To put these numbers into context, know that the industry average is 93.
Now it should be pointed out that according to J.D. Power, the quality of vehicles has, overall, improved for the last four years and that this year’s numbers are the best-ever, with an improvement of 4 percent compared to 2017.
One of the findings in the study is that the Porsche 911 has the best score for 2018 and the best of any vehicle in the current generation (2013 to 2018) of the IQS: just 48 PP 100. That led me to think that perhaps one of the drivers of a good IQS ranking is making a comparatively low number of vehicles: in 2017 there were just 8,970 911s sold in the U.S.
But that can’t be the case because although Genesis sold just 20,612 vehicles in the U.S. last year, Kia sold 589,668. And the two companies at the bottom had sales numbers on the low side, 74,739 for Land Rover and 39,594 for Jaguar.
While there might be something to be said for having strong design people like Donckerwolke and Schreyer involved, it should be noted that Gerry McGovern, chief design officer for Land Rover, and Ian Callum, Jaguar design director, certainly aren’t slouches by any means.

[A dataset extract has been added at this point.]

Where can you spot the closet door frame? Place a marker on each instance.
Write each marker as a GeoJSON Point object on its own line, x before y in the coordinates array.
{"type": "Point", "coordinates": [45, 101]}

Certainly having solid design direction is important in terms of creating appealing vehicles, but then there is the issue of being certain that there is the underlying engineering that creates the foundation and the execution of the vehicles that have been visualized by design. Ford’s former chief designer J Mays used to say that it cost the same amount to stamp an attractive body panel as it did an unappealing one. But if there is an entire suite of beautiful panels and they are assembled with the other components of a vehicle such that the sum is something that provides more problems to the customer than the beauty can transcend, then the customers aren’t going to be particularly pleased.
Perhaps there is something else that accounts for the J.D. Power IQS success of Genesis and Kia and the less-than-average performance of Jaguar and Land Rover. Jaguar was established in 1935. Land Rover is celebrating its 70th anniversary. The first vehicle that Kia manufactured goes back to 1951—a bicycle. Arguably, it didn’t become an automotive manufacturer onto its own (i.e., not building other company’s products under license) until 1986. As previously mentioned, Genesis isn’t even four years old.
Isn’t it possible that in the cases of both Genesis and Kia there is an organization drive to outperform, to prove to the world that they’re designing, engineering and producing vehicles that are as good as or better than those coming from other OEMs? After all, there isn’t much in the way of history to fall back on for either of them.
In today’s market, it is more about what are you doing right now than 50 years ago. You prove yourself today, right now, and if you do it well enough, then you can achieve success like Genesis and Kia have reached.